There are sound reasons to doubt that the CDC actually has the power to require vaccination, starting with the fact that it has never done so. In fact, HHS conceded that the CDC's authority under the Public Health Service Act "has never been used to implement a temporary eviction moratorium" and "has rarely [been] utilized…for disease-control purposes." Given this history, the plaintiffs in Alabama Association of Realtors argue, "the government's recent claim 'to discover in a long-extant statute an unheralded power to regulate a significant portion of the American economy' should be greeted with a healthy 'measure of skepticism.'"
The statute itself provides additional reasons for skepticism. Immediately after authorizing disease control measures, it mentions these examples: "inspection, fumigation, disinfection, sanitation, pest extermination," and destruction of infected or contaminated "animals or articles." It then refers to "other measures" deemed "necessary." According to the CDC, that phrase encompasses pretty much anything plausibly related to disease control. But according to Friedrich, two other federal judges, and the U.S. Court of Appeals for the 6th Circuit, "other measures" in this context refers to policies similar in kind to the specific examples, which an eviction moratorium is not.
The Public Health Service Act goes on to authorize quarantine of disease carriers and "examination of persons reasonably believed to be infected." Under the CDC's interpretation, those paragraphs, like the earlier list of disease control measures, are gratuitous and inconsequential. If the CDC is right, Congress might as well have stopped after the first sentence of this section, which authorizes regulations to prevent the interstate spread of contagious diseases. But the fact that Congress did not stop there suggests it did not mean to give the CDC the broad power the agency is claiming.
"A broad construction of this authority may permit CDC to issue regulations requiring vaccination in circumstances that would prevent the foreign or interstate transmission of COVID-19," the Congressional Research Service notes in an April 2021 report. But it adds that the references to specific disease control policies "could suggest a narrower reading…that limits the authority to issue 'necessary' regulations to measures related to quarantine or other similar public health measures."
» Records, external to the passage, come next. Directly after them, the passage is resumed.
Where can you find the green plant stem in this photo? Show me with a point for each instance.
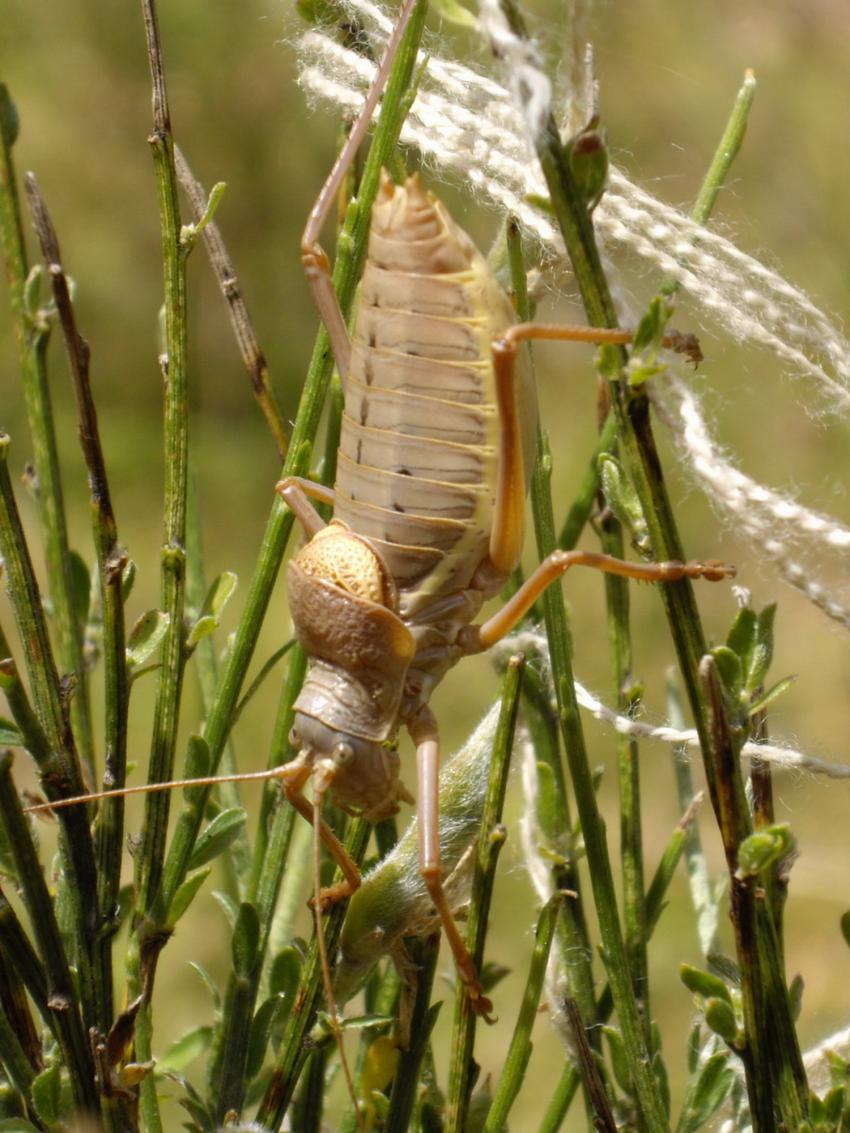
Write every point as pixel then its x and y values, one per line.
pixel 68 1024
pixel 59 768
pixel 292 1051
pixel 206 663
pixel 33 737
pixel 703 900
pixel 19 955
pixel 631 854
pixel 655 895
pixel 111 560
pixel 519 1050
pixel 775 1078
pixel 423 953
pixel 17 1065
pixel 553 812
pixel 728 148
pixel 270 860
pixel 16 1004
pixel 490 843
pixel 253 357
pixel 592 825
pixel 309 1102
pixel 346 274
pixel 32 331
pixel 176 470
pixel 585 496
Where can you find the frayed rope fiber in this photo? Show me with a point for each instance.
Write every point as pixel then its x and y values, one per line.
pixel 477 129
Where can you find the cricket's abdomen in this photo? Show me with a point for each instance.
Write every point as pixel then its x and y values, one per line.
pixel 417 460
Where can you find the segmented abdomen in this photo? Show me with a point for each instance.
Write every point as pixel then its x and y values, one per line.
pixel 417 456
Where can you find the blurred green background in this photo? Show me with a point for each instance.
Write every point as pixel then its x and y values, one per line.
pixel 668 75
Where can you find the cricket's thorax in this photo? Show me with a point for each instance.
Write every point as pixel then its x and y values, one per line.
pixel 345 610
pixel 343 606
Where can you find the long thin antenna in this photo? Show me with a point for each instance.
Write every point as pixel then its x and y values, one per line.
pixel 76 800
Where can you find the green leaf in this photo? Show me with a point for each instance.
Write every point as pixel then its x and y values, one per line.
pixel 741 636
pixel 270 1013
pixel 228 906
pixel 622 500
pixel 651 329
pixel 246 940
pixel 619 1058
pixel 286 972
pixel 9 119
pixel 197 766
pixel 217 836
pixel 703 984
pixel 720 1018
pixel 660 1071
pixel 729 670
pixel 81 588
pixel 795 996
pixel 45 1092
pixel 762 656
pixel 834 1107
pixel 707 1093
pixel 128 579
pixel 146 637
pixel 185 895
pixel 724 965
pixel 588 161
pixel 9 735
pixel 217 598
pixel 186 1049
pixel 774 691
pixel 207 980
pixel 764 848
pixel 455 13
pixel 846 927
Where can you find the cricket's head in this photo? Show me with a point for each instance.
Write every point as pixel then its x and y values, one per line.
pixel 360 774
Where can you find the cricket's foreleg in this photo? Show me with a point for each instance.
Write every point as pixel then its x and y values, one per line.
pixel 558 563
pixel 292 788
pixel 424 733
pixel 295 492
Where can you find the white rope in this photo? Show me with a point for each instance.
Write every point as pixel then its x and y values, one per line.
pixel 472 126
pixel 781 756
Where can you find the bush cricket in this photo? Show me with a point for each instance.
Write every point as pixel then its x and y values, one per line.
pixel 428 502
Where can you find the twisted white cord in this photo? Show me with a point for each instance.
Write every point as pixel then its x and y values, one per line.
pixel 472 126
pixel 781 756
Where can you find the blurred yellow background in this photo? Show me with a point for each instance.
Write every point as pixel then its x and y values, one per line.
pixel 668 75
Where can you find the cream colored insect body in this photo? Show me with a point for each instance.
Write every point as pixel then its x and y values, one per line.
pixel 427 510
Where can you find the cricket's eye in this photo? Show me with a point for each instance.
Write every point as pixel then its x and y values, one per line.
pixel 343 752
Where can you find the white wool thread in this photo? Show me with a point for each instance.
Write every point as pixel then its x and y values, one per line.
pixel 780 756
pixel 478 129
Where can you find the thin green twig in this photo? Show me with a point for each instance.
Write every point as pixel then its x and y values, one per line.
pixel 490 843
pixel 73 1038
pixel 176 470
pixel 253 356
pixel 111 560
pixel 519 1050
pixel 32 331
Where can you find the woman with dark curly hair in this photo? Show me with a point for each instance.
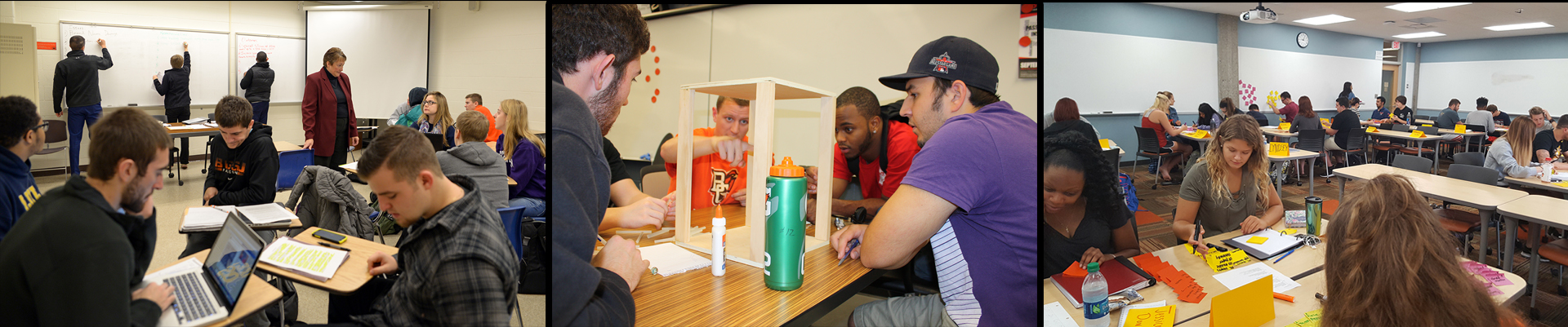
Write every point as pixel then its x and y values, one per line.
pixel 1087 216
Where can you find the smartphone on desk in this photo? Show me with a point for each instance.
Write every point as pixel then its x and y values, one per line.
pixel 330 236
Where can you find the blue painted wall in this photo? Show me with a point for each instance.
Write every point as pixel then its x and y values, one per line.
pixel 1280 37
pixel 1517 47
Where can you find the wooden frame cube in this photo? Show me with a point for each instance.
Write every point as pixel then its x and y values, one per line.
pixel 763 93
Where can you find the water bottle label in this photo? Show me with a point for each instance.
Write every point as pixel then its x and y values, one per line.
pixel 1097 310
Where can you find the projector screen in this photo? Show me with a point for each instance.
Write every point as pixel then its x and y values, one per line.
pixel 388 54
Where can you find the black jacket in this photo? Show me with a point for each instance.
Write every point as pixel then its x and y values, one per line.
pixel 248 174
pixel 76 77
pixel 584 294
pixel 73 260
pixel 257 82
pixel 176 88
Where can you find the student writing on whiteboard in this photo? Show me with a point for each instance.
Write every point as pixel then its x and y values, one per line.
pixel 257 85
pixel 719 157
pixel 76 77
pixel 596 55
pixel 328 112
pixel 971 192
pixel 176 91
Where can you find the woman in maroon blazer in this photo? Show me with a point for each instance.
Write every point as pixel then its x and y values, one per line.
pixel 328 112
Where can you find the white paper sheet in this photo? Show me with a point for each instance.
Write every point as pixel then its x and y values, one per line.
pixel 1250 272
pixel 1058 316
pixel 1275 245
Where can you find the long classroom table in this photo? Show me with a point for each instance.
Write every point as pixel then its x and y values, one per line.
pixel 1482 197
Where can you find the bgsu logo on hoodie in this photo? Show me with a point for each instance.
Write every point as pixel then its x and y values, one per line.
pixel 229 166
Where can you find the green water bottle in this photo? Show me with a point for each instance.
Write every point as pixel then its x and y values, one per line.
pixel 784 252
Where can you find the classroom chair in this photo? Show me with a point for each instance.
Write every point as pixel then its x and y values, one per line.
pixel 56 134
pixel 1313 141
pixel 1463 223
pixel 1150 148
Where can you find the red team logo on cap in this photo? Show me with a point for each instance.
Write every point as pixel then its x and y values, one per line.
pixel 942 63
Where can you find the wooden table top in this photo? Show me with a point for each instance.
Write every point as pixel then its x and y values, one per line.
pixel 350 276
pixel 1462 192
pixel 256 296
pixel 741 298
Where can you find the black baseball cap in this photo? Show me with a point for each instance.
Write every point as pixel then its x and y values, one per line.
pixel 951 58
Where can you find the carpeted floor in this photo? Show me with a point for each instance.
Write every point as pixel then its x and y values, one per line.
pixel 1156 233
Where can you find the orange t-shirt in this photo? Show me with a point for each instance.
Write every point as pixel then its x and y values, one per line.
pixel 494 132
pixel 714 182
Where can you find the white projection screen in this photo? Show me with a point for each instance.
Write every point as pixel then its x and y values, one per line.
pixel 388 54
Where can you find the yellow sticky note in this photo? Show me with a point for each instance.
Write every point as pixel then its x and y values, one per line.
pixel 1160 316
pixel 1278 149
pixel 1247 306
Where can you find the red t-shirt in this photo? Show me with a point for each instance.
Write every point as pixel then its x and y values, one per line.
pixel 714 182
pixel 902 144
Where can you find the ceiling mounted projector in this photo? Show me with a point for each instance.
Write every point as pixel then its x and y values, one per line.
pixel 1259 15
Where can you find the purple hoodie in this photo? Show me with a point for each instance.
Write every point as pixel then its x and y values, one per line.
pixel 528 168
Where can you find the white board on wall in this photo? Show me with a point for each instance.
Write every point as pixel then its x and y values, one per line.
pixel 284 55
pixel 1121 74
pixel 1319 77
pixel 141 52
pixel 1513 85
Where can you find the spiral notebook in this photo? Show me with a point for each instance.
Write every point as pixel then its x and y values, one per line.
pixel 671 259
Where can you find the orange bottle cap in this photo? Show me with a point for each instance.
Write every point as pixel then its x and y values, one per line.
pixel 787 170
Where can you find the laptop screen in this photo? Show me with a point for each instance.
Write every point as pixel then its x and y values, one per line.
pixel 234 257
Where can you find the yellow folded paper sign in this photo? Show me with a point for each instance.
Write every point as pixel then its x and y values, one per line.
pixel 1244 307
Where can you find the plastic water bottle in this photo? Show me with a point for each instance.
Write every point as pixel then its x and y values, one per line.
pixel 1097 310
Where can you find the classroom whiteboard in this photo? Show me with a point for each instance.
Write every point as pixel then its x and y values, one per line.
pixel 286 57
pixel 1513 85
pixel 1121 74
pixel 143 52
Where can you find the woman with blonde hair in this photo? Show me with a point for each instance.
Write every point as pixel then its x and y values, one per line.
pixel 1397 267
pixel 524 155
pixel 436 117
pixel 1510 155
pixel 1228 187
pixel 1155 117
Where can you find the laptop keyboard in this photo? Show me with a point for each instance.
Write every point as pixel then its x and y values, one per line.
pixel 189 303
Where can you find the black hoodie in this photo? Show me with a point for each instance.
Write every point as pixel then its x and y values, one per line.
pixel 74 260
pixel 248 174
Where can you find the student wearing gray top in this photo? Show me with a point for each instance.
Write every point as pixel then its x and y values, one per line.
pixel 1510 155
pixel 1236 160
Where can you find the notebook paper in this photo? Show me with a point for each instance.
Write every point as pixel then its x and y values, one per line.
pixel 671 259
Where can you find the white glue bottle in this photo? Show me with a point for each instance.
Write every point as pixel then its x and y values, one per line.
pixel 719 241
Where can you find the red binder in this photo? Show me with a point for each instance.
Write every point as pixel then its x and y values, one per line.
pixel 1120 276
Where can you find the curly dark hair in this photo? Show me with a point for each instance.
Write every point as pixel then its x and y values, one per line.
pixel 1075 152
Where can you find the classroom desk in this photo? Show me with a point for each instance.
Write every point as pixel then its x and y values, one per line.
pixel 292 223
pixel 256 296
pixel 1405 135
pixel 1532 209
pixel 1302 263
pixel 356 171
pixel 1482 197
pixel 697 298
pixel 284 146
pixel 349 277
pixel 1295 153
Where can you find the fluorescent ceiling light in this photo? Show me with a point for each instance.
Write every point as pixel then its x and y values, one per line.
pixel 1413 7
pixel 1325 19
pixel 1419 35
pixel 1518 27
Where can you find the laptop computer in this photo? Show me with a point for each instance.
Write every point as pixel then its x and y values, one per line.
pixel 438 141
pixel 209 293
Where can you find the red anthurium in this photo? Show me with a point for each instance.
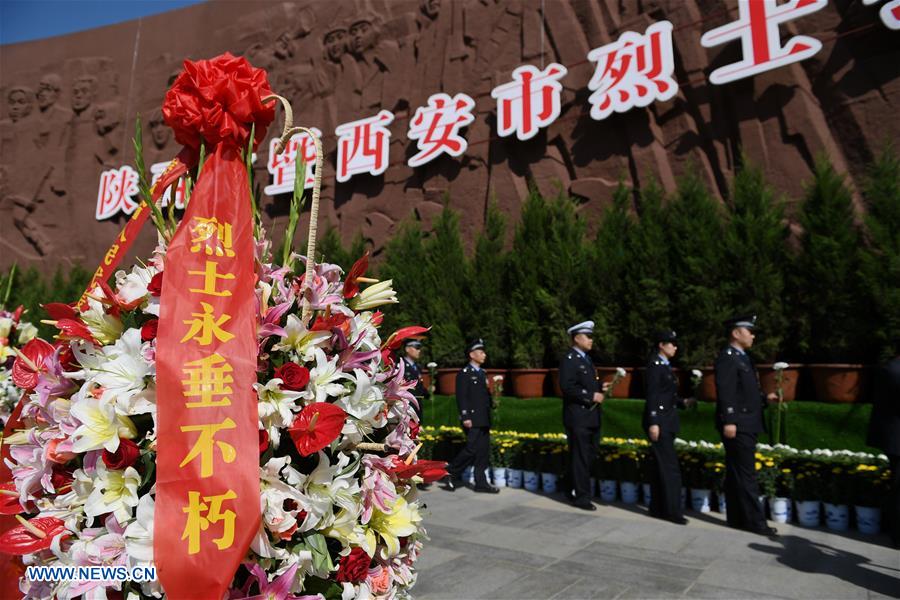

While Friedrich favored that "narrower reading," the U.S. Court of Appeals for the D.C. Circuit disagreed. When it declined to lift the stay on Friedrich's order, it said "the CDC's eviction moratorium falls within the plain text" of the Public Health Service Act.
Although the Supreme Court declined to intervene, four justices dissented, and Justice Brett Kavanaugh wrote a concurring statement saying Friedrich was right that the CDC "exceeded its existing statutory authority by issuing a nationwide eviction moratorium." Kavanaugh was not yet prepared to enforce the rule of law, but he warned that he might change his mind if the CDC extended the moratorium again, which the CDC has said it does not plan to do.
Here is how the situation stands: The Biden administration maintains that the CDC has virtually unlimited authority to control communicable diseases, while the president himself seems to think that authority somehow does not extend to mandating face masks or vaccination. And although at least five justices seem to think the CDC does not have the power it claims, the Supreme Court nevertheless left the eviction moratorium in place. Despite all the debate about what the law actually says, it ultimately did not matter.